Jazz got its start in turn-of-the-20th-century New Orleans, a cosmopolitan port city with a large African-influenced black population and a proximity to the sounds of the Caribbean and Mexico. So it is fitting that Island artists have long felt a kinship with jazz.
In the early 1900s, Puerto Rican trombonist Juan Tizol became a jazz pioneer, co-authoring such classic pieces as Caravan and Perdido with the legendary Duke Ellington. As jazz traveled from New Orleans to Chicago to New York, it continually evolved, influencing and being influenced along the way. In New York, the mambo orchestras of Tito Puente and Tito Rodríguez influenced the jazz musicians living and playing in the city. In the 1960s, Latin music and Puerto Rican musicians -- Ray Barreto, Willie Bobo, the brothers Charlie and Eddie Palmieri, among others – incorporated jazz into their own repertoires. These pioneers began a fusion of the syncopated rhythms of jazz with the Afro-Latin rhythms of the Caribbean that continues to this day.

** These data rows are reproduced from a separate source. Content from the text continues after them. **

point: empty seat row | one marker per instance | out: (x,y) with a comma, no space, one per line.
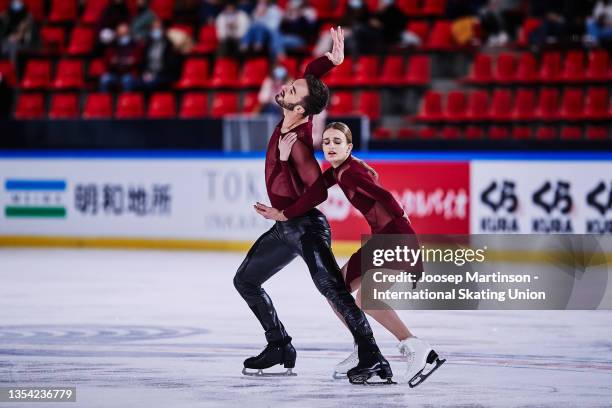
(553,68)
(496,132)
(131,105)
(524,105)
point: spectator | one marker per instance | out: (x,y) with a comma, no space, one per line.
(160,62)
(17,30)
(266,22)
(270,87)
(297,26)
(143,20)
(231,24)
(122,61)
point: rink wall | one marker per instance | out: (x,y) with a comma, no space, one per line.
(186,200)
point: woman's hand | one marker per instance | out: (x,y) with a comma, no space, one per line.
(269,213)
(284,145)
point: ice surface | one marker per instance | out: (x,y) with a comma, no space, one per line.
(167,329)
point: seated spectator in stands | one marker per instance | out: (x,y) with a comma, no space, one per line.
(160,63)
(231,25)
(270,87)
(115,13)
(122,60)
(143,20)
(267,17)
(17,30)
(297,27)
(599,26)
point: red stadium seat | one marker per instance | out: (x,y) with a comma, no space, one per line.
(195,74)
(30,106)
(194,105)
(64,106)
(548,104)
(342,75)
(524,105)
(573,68)
(164,9)
(392,71)
(207,40)
(546,133)
(368,104)
(8,72)
(571,133)
(481,72)
(418,71)
(366,71)
(93,11)
(441,37)
(341,103)
(572,104)
(431,107)
(69,75)
(98,106)
(63,11)
(130,105)
(456,106)
(477,107)
(224,103)
(550,69)
(526,71)
(254,72)
(501,105)
(37,74)
(250,103)
(162,106)
(82,40)
(598,68)
(597,133)
(596,104)
(52,39)
(225,73)
(505,68)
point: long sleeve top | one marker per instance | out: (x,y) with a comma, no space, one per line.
(287,181)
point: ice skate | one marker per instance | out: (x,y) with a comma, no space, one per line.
(371,362)
(272,355)
(342,367)
(421,360)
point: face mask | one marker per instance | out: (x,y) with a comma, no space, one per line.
(156,34)
(279,73)
(17,6)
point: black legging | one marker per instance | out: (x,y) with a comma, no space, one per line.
(309,237)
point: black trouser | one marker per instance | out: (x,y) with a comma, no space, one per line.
(309,237)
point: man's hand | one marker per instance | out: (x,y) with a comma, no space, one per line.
(337,54)
(284,145)
(269,213)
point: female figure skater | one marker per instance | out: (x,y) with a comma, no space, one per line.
(359,183)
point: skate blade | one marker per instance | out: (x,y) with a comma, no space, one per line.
(420,377)
(260,373)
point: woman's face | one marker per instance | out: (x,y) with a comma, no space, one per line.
(335,146)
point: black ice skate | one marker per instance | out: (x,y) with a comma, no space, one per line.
(272,355)
(371,362)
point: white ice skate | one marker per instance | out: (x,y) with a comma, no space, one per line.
(342,367)
(421,360)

Recent generations of Puerto Rican musicians have become internationally known in the world of Latin jazz. Saxophonist David Sánchez, trombonist William Cepeda, percussionist Giovanni Hidalgo, and flutists Dave Valentin and Néstor Torres have blended their Puerto Rican roots with jazz styles to produce unique and highly successful interpretations of Latin jazz. Most of these artists have several CDs to their credit, and their distinctive sounds can be found in virtually every music store on the Island.

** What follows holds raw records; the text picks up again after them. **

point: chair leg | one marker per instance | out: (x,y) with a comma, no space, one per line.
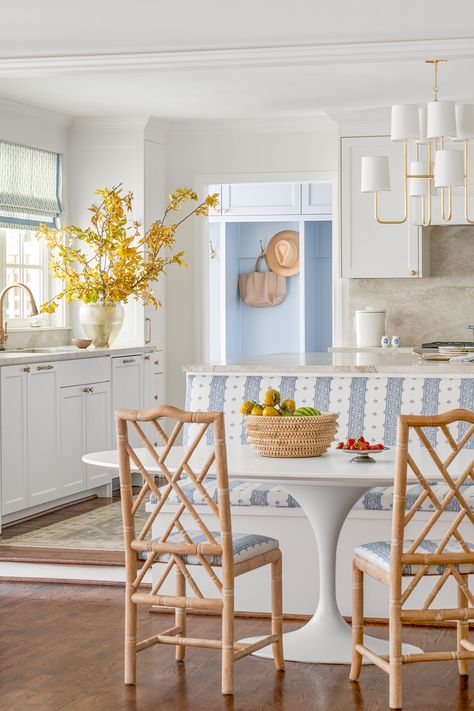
(395,637)
(180,614)
(462,628)
(130,673)
(228,642)
(357,620)
(277,612)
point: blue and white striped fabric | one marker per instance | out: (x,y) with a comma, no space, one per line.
(247,493)
(378,553)
(366,405)
(245,546)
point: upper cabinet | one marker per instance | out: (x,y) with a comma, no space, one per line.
(370,249)
(261,199)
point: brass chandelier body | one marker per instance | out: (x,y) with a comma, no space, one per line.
(431,147)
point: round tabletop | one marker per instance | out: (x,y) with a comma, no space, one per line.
(332,468)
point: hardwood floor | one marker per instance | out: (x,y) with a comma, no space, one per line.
(62,649)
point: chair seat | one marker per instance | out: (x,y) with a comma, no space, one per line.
(378,554)
(245,545)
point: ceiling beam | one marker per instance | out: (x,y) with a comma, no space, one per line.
(276,55)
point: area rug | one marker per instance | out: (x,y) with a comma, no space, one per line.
(100,529)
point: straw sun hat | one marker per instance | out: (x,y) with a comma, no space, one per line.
(283,253)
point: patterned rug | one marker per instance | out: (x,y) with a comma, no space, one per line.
(100,529)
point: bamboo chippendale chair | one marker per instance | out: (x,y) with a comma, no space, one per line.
(448,556)
(184,549)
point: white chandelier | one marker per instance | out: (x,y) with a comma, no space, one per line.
(437,163)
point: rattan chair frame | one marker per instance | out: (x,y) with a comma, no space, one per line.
(136,542)
(398,615)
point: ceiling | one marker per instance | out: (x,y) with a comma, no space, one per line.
(232,60)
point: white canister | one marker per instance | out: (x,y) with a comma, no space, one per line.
(370,327)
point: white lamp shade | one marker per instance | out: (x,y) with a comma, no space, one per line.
(405,122)
(449,168)
(418,186)
(422,119)
(441,119)
(465,120)
(375,174)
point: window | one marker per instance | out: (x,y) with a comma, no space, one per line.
(23,259)
(30,190)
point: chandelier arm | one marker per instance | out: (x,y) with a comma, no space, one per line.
(405,194)
(466,182)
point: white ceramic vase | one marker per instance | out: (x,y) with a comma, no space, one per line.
(102,322)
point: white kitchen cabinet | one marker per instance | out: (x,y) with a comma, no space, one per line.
(98,430)
(14,439)
(261,199)
(316,199)
(369,249)
(44,481)
(127,388)
(30,473)
(72,437)
(84,426)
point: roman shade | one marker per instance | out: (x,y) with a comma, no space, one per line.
(30,186)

They and many other musicians have been showcased at the annual Puerto Rico Heineken JazzFest, being held this year from June 1-4 at the comfortable, open-air Tito Puente Amphitheater in the Hato Rey district of San Juan. Begun in 1991 as a free event in Old San Juan, the Puerto Rico Heineken JazzFest has grown to become the premier jazz festival in the Caribbean. Some 15,000 aficionas attend four evenings of concerts that feature a lively international mix of traditional straight-up, Afro-Caribbean, and eclectic jazz. Each festival highlights an honoree: these have included Paquito D’Rivera, Tito Puente, Ray Barreto and Gal Costa. Performers have ranged from the traditional Diane Schuur to the Afro-Cuban Humberto Ramírez to the eclectic Spyro Gyra. Professors and students from Boston’s Berklee College of Music perform and give workshops for up-and-coming local talent, and funds from sales of Puerto Rico Heineken JazzFest CDs go towards scholarships for deserving students.
If you can’t be here for the JazzFest, don’t worry: live jazz adds to the Island’s rich musical mix just about every week of the year, from clubs in Old San Juan to elegant hotel lobbies to starlit parks. For all jazz all the time, it’s the relaxed setting of Carli Café Concierto in Old San Juan. Carli Muñoz, a famous pianist and the venue’s proprietor, was first bitten by the jazz bug in the early ‘60s. Aside from a few detours with the Beach Boys (an 11-year stint) and his rock group “The Living End,” Carli’s number-one passion has always been jazz, and he has worked with such celebrated artists as George Benson and Les McCann. Open for more than seven years, Carli Café Concierto offers a savory international menu to go with the jazz.
For more current offerings, check the local newspapers or your hotel’s concierge.